At the risk of looking like a shill, here’s the link:

http://www.godhatesrags.com/FELT/watch.html

I will leave it, at this time, as an exercise to the viewer to guess who I am.

 
 

Me vs. Bérubé? It just won’t work. All my weapons are flaccid, slimy, and in a state of partial dissection, while he’s got the hockey stick. It’s no contest, unless he happens to have a sensitive tummy.

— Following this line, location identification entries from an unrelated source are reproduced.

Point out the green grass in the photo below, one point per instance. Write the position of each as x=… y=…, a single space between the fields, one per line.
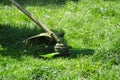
x=90 y=26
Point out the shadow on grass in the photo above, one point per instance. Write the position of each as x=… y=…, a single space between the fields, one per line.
x=37 y=2
x=12 y=41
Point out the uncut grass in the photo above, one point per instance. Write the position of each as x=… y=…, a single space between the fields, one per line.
x=92 y=25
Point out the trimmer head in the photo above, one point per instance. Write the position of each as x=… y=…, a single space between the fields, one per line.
x=43 y=38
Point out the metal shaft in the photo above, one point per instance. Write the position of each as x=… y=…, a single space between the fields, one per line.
x=36 y=21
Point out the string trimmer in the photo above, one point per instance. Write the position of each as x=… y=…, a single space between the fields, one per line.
x=49 y=37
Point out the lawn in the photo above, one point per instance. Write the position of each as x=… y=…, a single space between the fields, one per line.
x=92 y=30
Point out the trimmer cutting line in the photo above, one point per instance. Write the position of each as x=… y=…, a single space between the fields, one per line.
x=49 y=37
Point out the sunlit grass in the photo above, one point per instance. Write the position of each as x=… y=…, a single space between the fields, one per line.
x=90 y=27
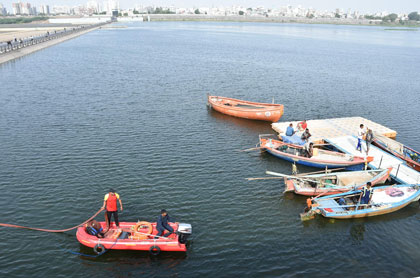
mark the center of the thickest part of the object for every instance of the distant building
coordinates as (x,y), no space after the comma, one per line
(44,9)
(16,8)
(61,9)
(3,11)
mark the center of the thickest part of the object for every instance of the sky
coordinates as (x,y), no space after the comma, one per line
(365,6)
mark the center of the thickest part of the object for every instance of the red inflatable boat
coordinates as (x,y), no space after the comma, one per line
(136,236)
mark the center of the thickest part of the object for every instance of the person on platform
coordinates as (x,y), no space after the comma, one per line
(366,194)
(110,204)
(306,135)
(360,135)
(369,139)
(162,224)
(290,131)
(302,125)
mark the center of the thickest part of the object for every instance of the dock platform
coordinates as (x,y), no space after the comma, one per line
(336,127)
(400,171)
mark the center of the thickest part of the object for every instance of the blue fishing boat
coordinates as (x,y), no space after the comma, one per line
(385,199)
(320,158)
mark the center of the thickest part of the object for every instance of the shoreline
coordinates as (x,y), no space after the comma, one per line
(298,20)
(15,54)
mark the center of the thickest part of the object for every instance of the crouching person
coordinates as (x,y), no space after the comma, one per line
(162,224)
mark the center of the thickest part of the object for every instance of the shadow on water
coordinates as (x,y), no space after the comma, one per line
(133,257)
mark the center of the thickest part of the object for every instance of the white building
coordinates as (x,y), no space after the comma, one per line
(92,7)
(44,9)
(3,11)
(61,9)
(16,8)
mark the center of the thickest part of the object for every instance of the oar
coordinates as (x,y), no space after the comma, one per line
(251,149)
(320,172)
(289,176)
(264,178)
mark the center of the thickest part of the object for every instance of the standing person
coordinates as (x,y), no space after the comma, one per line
(302,125)
(305,136)
(110,204)
(290,131)
(162,224)
(360,135)
(369,139)
(366,194)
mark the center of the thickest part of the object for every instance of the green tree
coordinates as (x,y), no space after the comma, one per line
(414,16)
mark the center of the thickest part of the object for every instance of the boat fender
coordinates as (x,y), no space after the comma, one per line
(154,250)
(99,249)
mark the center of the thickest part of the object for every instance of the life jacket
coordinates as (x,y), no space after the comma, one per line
(111,202)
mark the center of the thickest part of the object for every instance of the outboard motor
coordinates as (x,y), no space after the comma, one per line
(184,231)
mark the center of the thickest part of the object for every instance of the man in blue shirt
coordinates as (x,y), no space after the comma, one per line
(290,131)
(162,224)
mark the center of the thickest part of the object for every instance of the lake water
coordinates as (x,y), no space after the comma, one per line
(126,108)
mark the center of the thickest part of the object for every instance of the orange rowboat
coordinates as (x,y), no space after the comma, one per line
(246,109)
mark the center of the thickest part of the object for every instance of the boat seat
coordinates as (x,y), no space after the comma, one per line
(331,204)
(124,235)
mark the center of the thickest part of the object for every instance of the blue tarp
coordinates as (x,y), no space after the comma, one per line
(294,139)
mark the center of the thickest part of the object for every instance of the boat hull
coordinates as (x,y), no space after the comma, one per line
(358,163)
(291,185)
(373,210)
(266,112)
(165,244)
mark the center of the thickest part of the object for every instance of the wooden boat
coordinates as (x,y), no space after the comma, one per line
(246,109)
(410,156)
(136,236)
(320,159)
(385,199)
(334,183)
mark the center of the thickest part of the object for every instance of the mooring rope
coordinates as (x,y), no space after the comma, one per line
(48,230)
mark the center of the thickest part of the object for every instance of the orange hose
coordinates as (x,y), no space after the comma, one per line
(50,231)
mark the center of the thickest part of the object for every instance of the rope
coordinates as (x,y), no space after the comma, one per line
(50,231)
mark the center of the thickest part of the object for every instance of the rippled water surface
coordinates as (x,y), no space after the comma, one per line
(127,108)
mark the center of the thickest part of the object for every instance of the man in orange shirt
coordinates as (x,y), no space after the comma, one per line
(110,204)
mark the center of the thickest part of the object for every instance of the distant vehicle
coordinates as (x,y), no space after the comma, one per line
(246,109)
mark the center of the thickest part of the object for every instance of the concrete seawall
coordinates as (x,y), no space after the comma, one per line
(6,57)
(246,18)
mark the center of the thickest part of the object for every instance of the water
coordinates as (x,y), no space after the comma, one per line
(126,108)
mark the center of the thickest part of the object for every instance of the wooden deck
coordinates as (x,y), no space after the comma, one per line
(337,127)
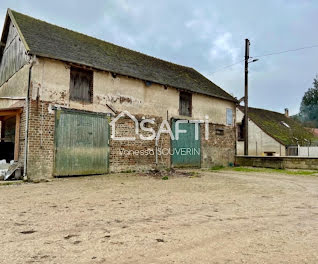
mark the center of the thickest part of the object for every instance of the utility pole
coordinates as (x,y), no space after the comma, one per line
(247,56)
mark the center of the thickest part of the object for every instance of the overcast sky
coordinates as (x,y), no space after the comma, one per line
(206,35)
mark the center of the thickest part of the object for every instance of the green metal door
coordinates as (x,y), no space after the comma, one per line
(186,150)
(81,143)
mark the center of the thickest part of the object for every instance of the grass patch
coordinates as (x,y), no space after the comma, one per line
(217,168)
(268,170)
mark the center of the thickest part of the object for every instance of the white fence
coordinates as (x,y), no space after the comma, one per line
(308,151)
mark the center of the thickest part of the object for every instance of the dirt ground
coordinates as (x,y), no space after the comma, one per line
(218,217)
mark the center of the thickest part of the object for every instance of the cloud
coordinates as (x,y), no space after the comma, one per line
(222,46)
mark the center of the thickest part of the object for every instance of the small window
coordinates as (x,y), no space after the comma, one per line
(219,132)
(81,85)
(185,104)
(229,116)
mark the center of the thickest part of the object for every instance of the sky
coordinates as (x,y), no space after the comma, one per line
(206,35)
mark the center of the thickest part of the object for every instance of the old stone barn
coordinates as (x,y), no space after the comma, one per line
(60,90)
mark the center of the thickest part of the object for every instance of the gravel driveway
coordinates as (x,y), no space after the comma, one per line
(213,217)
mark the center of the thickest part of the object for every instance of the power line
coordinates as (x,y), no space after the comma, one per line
(266,55)
(285,51)
(223,68)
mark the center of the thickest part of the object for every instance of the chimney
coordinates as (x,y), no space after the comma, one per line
(286,112)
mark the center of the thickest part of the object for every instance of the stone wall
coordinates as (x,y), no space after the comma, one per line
(219,149)
(139,154)
(305,163)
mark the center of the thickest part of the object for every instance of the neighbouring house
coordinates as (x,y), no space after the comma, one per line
(60,90)
(270,133)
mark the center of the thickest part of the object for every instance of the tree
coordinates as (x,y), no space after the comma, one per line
(309,106)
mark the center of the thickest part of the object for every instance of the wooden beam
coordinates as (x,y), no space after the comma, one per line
(17,137)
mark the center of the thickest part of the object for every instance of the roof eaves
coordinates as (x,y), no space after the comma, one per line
(18,29)
(256,123)
(124,74)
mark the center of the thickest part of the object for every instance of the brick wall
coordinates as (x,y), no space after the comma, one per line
(41,141)
(219,149)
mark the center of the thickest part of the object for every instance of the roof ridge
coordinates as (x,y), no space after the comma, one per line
(121,47)
(255,108)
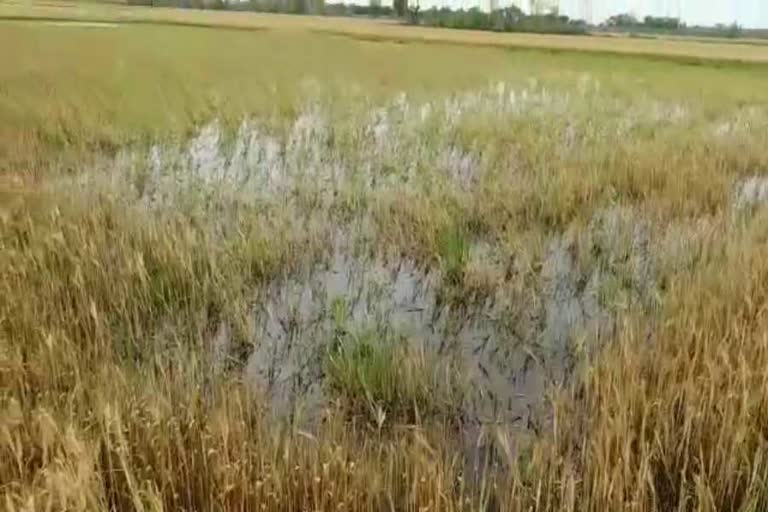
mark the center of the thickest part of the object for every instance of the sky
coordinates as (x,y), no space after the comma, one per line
(747,13)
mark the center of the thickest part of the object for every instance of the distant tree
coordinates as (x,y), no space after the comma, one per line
(401,8)
(622,20)
(413,13)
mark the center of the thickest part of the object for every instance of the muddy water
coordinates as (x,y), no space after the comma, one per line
(510,350)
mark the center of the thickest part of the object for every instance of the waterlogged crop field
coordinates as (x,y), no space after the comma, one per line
(288,270)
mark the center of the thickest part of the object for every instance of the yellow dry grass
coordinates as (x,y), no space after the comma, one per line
(115,277)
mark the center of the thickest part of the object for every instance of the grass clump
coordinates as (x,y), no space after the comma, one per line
(388,381)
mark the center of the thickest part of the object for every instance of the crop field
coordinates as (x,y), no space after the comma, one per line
(349,265)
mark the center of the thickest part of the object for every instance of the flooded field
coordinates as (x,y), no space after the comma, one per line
(312,289)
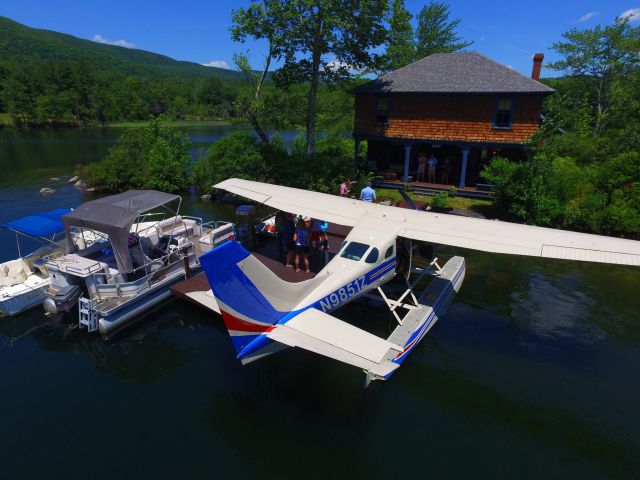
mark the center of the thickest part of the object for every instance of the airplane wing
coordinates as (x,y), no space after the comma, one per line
(512,238)
(473,233)
(321,333)
(331,208)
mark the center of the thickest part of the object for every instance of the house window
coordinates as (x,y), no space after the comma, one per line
(382,110)
(504,113)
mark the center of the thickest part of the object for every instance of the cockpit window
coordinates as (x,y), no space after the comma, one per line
(354,251)
(373,256)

And I’d so want to wear that tiara. Is it sparkly?

 
 

Cobb Voting Irregularities

Thanks to a push from a certain Evil Squid Scientist, a certain Professor of Dangeral Studies is threatening an all-categories sweep of the Cobbs. The committee was dragged out of bed to issue a ruling, and it was decided that…

 
 

Cobb Voting Irregularities

Thanks to a push from a certain Evil Squid Scientist, a certain Professor of Dangeral Studies is threatening an unacceptable all-categories sweep of the Cobbs. The committee was dragged out of bed to issue a ruling, and it was decided…

 
 

Cobb Voting Irregularities

Thanks to a push from a certain Evil Squid Scientist, a certain Professor of Dangeral Studies is threatening an unacceptable all-categories sweep of the Cobbs. The committee was dragged out of bed to issue a ruling, and it was decided…

 
 

I’d look better in that tiara than either PZ or Michael. Plus, I’m the only one of the three of us who doesn’t have tenure, and definitely the sluttiest of the three. That’s gotta count for something.

 
 

2]Get your own Nintendo Wii
The games console with one of the strangest names on the planet (it’s pronounced ‘wee’) is also one of the most innovative. In fact, with its potential to change the face of the gaming landscape, Wii may be on the verge of a new era, if you’ll pardon the pun.
The $400 Wii package comprises a square white console unit and stand that plugs into your TV or AV receiver, a wireless sensor bar that connects to the console and receives wireless commands from the battery-powered paddle-style Wiimote controller. Basic composite cables are supplied, but if you have a plasma or LCD the $50 component cable options will deliver better picture quality. The console also supports an SD slot, USB port and a DVD drive for games.
Games data can be saved to SD memory cards, which weren’t officially released at the time of publication, but in lieu of their arrival, GameCube memory cards will suffice. The USB port can’t be used to save games either, but will enable future hardware upgrades such as a hard drive or DVD player, although no announcements have been made to this effect.
Despite its DVD drive, the console is not a DVD player (a modification chip is required if you want to watch movies). Nor is it the high definition, hard drive-toting, networked multimedia online multiplayer gaming machine that is the Xbox 360 or forthcoming Playstation 3. Instead, it presents as the most affordable ‘next generation’ games machine available and, certainly, lacks for no important ingredients if you want to have fun.